When you are a young girl in a world that hates women’s bodies, your developing sexuality is a loaded weapon and your parents, peers and teachers line up to make sure you never learn how to use it. Instead, you are meant to polish the thing to a shine, twirl it about; perform sexy but don’t actually have sex. You can play with power, as long as you never claim it; you can enact desire, as long as you don’t act on it. All the while, you’re told that being young, beautiful and vulnerable is still the best thing that a woman can possibly be – that you’d better grab what power you can right now, before time and gravity take that away, too.
How are young women meant to grow up free and brave in a world that covets our commercial potential and despises us when we demand control of our destinies? It would help if we stopped speaking of “empowerment” and “exploitation” as if those things were mutually exclusive. When a young woman puts on latex panties and grinds with a middle-aged creep on stage, because she knows that doing so will get her money and attention, is there power there?
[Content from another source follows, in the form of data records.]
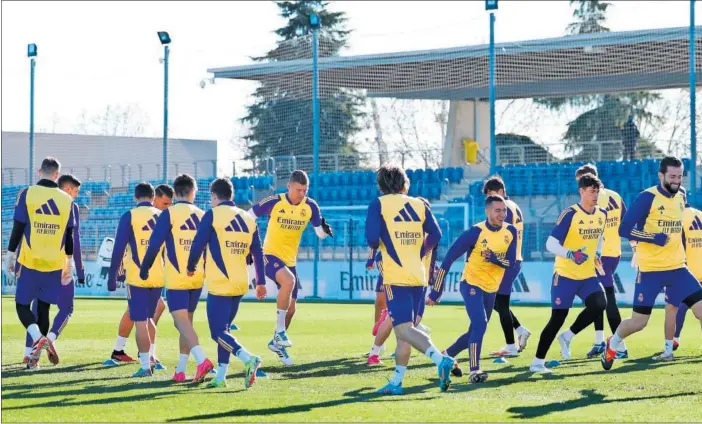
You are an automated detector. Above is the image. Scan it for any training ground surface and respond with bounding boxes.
[2,297,701,422]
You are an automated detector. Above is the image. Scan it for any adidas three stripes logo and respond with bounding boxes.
[34,199,60,215]
[179,213,201,231]
[393,202,421,223]
[225,215,250,233]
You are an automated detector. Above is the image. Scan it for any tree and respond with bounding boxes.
[241,1,365,173]
[534,0,663,161]
[74,104,149,137]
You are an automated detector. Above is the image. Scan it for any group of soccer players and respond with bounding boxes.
[5,154,701,393]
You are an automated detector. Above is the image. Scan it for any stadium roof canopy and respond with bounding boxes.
[208,26,702,100]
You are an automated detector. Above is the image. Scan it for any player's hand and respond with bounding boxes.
[321,218,334,238]
[653,233,669,247]
[481,248,493,261]
[61,258,74,286]
[4,251,17,276]
[426,297,438,306]
[77,278,85,286]
[365,258,375,271]
[630,252,638,270]
[246,254,253,266]
[255,284,267,300]
[595,255,605,276]
[567,248,589,265]
[187,270,195,277]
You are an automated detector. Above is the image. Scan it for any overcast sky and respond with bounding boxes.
[1,1,698,169]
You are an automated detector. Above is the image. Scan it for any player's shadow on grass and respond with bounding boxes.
[1,362,104,379]
[167,386,440,422]
[257,356,388,380]
[507,388,698,419]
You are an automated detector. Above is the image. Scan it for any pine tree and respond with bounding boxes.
[242,1,365,172]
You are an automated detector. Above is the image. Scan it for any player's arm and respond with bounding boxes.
[72,204,86,282]
[308,198,333,239]
[251,227,265,285]
[107,211,131,291]
[140,209,171,280]
[421,204,442,256]
[365,248,377,270]
[428,226,480,303]
[546,208,587,264]
[485,226,517,269]
[426,246,439,287]
[247,195,278,219]
[619,191,667,246]
[365,198,382,249]
[5,189,28,274]
[187,210,213,275]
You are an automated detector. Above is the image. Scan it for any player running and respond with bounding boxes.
[569,165,630,359]
[430,195,518,383]
[248,170,333,366]
[187,178,264,389]
[107,182,165,377]
[4,157,75,370]
[366,164,454,395]
[602,156,702,370]
[140,174,214,382]
[481,177,532,358]
[529,173,608,374]
[366,197,437,365]
[108,184,173,365]
[22,174,85,365]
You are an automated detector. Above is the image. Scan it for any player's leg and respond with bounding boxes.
[266,255,295,346]
[492,263,520,357]
[153,295,167,325]
[148,294,166,363]
[23,299,39,363]
[145,289,163,368]
[558,280,606,360]
[368,314,393,365]
[530,273,574,373]
[285,266,300,330]
[465,287,492,383]
[127,285,154,377]
[111,307,136,362]
[15,268,53,369]
[49,282,74,342]
[374,285,387,323]
[655,273,702,359]
[674,302,689,349]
Hell, yes. Is that power bounded on all sides by patriarchy? Yes, again.
When I was 20, I did some very silly things in search of that brief, thrilling sexual power that is the privilege of the young, drunk and naked. I stripped and bounced and let myself be exploited by older, more powerful men who couldn’t care less about my inner beauty; I danced half-naked onstage with fabulous drag artists in purple suspenders and I looked ridiculous and had a lot of fun. I am lucky to have more scars than I have regrets. Now, when I see younger women I love and admire trying to negotiate that vanishing territory between slut-shaming and self-objectification, it makes me want to cram my whole fist in my mouth—but I will swallow it before I judge them.
Sinead O’Connor is right about one thing: The music industry does not care about young women. Society does not care about young women—not, that is, about female people who just happen to be young. Rather, it cares about Young WomenTM as concept and commodity, Young WomenTM as pose and performance, Young WomenTM and how much money you can squeeze out of them before they turn around and demand to be treated like human beings—which is still the most shocking thing an actual female person can do.
The problem is not that we cannot decide whether nearly-naked pop stars are empowered or exploited. The problem is that bland sexual performance is still the only power this society grants to young women, and it grants it grudgingly, rushing to judge and humiliate them whenever they claim it. Rather than condemn girls as they try to negotiate this strange, sexist society—a society that offers temporary, dazzling power to those who play the game—we should be supporting them as they grow up, make art and stick out their tongue at the whole stuck-up world—and that starts with a stand against slut-shaming.